Friday, April 2, 2010

Easter Egging



Eggs have always factored highly in most people’s Easter celebrations; some decorate their eggs and award prizes for the best, some hide them and have an Easter egg hunts while others run them along the streets in an Easter egg race.

Sleepy Hamlet, however, had its own and very unique way of celebrating with an egg. Theirs was called ‘Easter Egging’ and it went something like this:

Every year a secret committee would convene to pull two villagers names out of a hat. The ‘Egging Committee’ as it was called would then tell the two opponents that they were 'it' but what they wouldn't do was tell them who their opponent was. So both competitors had to first work out who their opposite number was and then egg them without the other knowing what was going on; but the 'egging' had to take place in full view of their opponent.

The whole village was on tender-hooks for the whole week until the game was over. Quite often people would get egged because they saw someone looking at them funny and egged them just in case...forgetting completely that they hadn't been approached by the egging committee, so it couldn't be them. But confusion was more of a state of mind than a medical condition for the villagers of Sleepy Hamlet.
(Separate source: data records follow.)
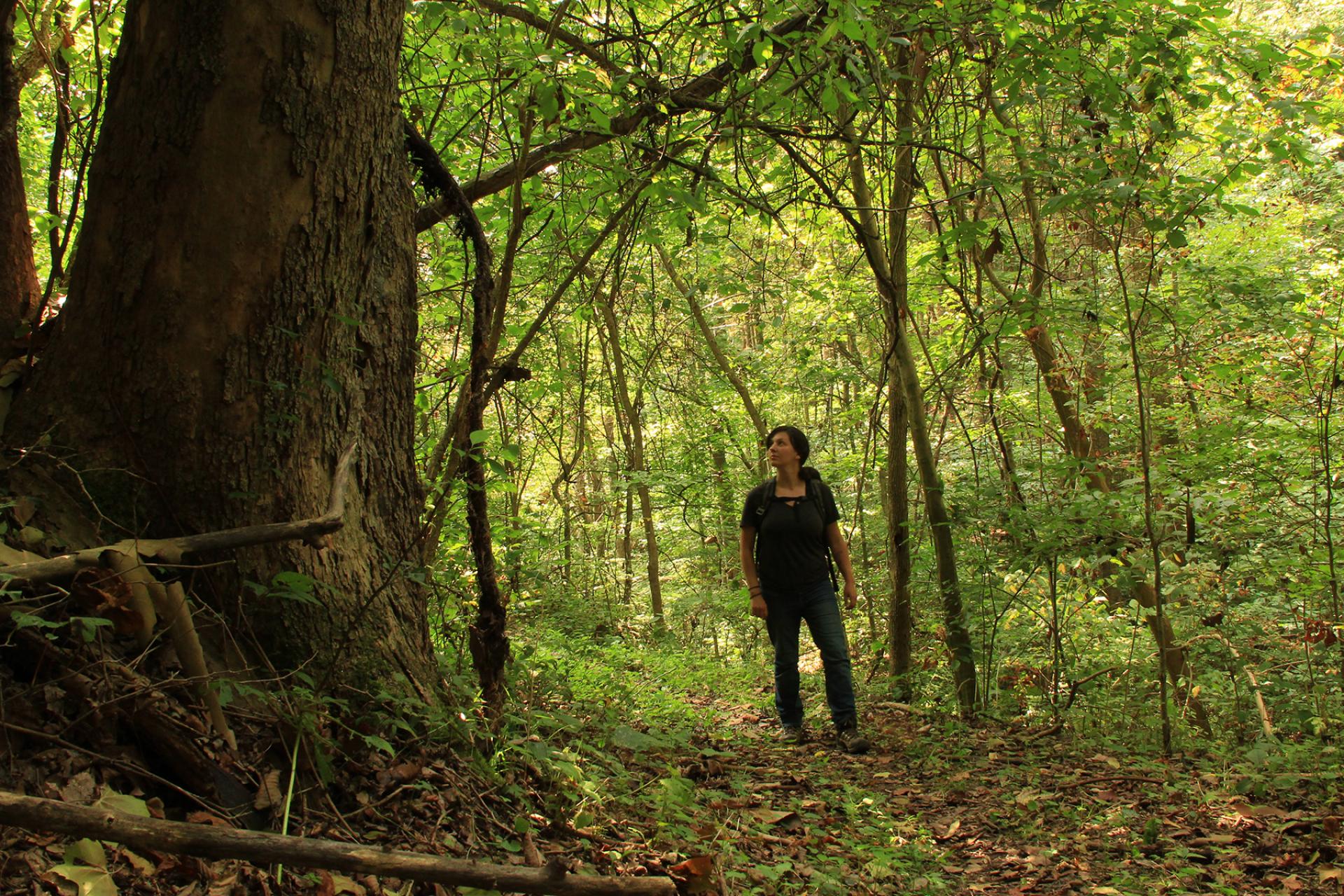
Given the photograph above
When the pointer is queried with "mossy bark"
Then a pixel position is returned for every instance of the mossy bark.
(242, 307)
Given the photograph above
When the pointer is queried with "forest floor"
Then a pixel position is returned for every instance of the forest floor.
(615, 786)
(941, 808)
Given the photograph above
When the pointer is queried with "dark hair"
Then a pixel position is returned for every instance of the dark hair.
(800, 445)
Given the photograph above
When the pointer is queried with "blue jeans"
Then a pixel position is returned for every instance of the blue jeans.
(787, 609)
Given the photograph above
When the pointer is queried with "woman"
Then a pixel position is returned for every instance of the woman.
(790, 533)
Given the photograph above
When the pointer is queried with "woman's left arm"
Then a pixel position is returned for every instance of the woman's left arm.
(840, 551)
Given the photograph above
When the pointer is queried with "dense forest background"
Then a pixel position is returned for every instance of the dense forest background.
(1056, 289)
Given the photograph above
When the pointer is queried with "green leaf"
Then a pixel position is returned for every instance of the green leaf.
(86, 850)
(124, 804)
(92, 881)
(379, 743)
(631, 739)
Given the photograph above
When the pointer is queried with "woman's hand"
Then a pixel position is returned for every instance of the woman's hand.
(758, 608)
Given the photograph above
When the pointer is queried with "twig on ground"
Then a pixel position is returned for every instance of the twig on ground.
(255, 846)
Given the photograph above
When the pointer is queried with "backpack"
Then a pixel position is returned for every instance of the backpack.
(812, 493)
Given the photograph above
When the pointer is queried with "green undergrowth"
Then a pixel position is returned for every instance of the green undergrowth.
(650, 755)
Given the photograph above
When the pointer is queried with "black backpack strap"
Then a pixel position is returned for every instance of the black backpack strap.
(815, 495)
(765, 505)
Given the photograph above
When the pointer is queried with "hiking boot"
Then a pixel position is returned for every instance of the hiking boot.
(851, 741)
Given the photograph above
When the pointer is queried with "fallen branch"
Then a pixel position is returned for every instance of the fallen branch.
(172, 550)
(209, 841)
A new rule had had to be brought in some five years back that no artificial aid could be used after Mrs Heppleheimer, who had been put up against Timpkins, Hamlet Hall’s head gardener, had built a trebuchet--- a medieval siege engine used for hurling boulders against castle walls--- and placed her egg in it. When it connected with poor old Timpkins, he was off work for a week and the doctors didn’t finish digging egg shells out of his nostrils until Michaelmas.

Mrs Markle, the Village Postmistress, wanted nothing to do with this tradition as she believed it smacked of paganism and as she was a Puritan, and therefore self appointed scupperer of all things fun and frollicky, she stayed away from the committee and anyone who had anything to do with it. She instead insisted on blazing a trail for the Christian festival of the resurrection and vocalised in its favour on every available opportunity.

On the day that the ‘Easter Egging’ festivities began, Mrs Markle was making a pyramid display of hens eggs in the middle of her shop when she saw Tom, incomer, entrepreneur and landlord of the Cock and Bull pub, and Mrs Heppleheimer sizing each other up like a pair of gladiators, Tom, she could see quite clearly, had an egg behind his back. She knew at that point that the village idiots (for which there were many candidates in Sleepy Hamlet) had been chosen and the games were commencing.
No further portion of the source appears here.